January 17, 2022

Family and Friends are the Invisible Workforce in Long-term Care

In a recent study published in Health Affairs, Normae Coe, PhD and Rachel Werner, MD, PhD find that family members and friends are an invisible workforce in nursing homes and residential care facilities. They've expanded on these findings in a piece for Penn LDI. The extent to which families and friends provide support and care is surprising since there is an assumption that facilities have paid staff to do this work. Coe and Werner note that long-term care policies must be reassessed to better serve and support all involved.

From Penn LDI

We can’t tell if this informal care is provided based on preferences of the elder and family members or due to needs of the residents being too great for the staff to meet alone.
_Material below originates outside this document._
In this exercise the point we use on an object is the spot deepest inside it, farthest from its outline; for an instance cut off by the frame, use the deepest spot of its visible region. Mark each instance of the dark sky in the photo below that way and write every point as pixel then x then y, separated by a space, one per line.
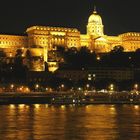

If it is the latter, it raises concerns about adequacy of staffing levels in nursing homes. It also raises questions about how needs are met among people who don’t have informal caregivers. Are their needs going unmet, or do staff spend more time with these residents, creating an implicit cross-subsidization between residents with and without family helpers?

Our findings help to explain the stories of staffing shortages and burnout in nursing homes under COVID despite no apparent drop in staff hours, when visitor bans were one of the first policy responses to the outbreak. The bans essentially eliminated this invisible workforce, increasing the care demands on the staff, on top of the extra work of the COVID protocols and infections themselves.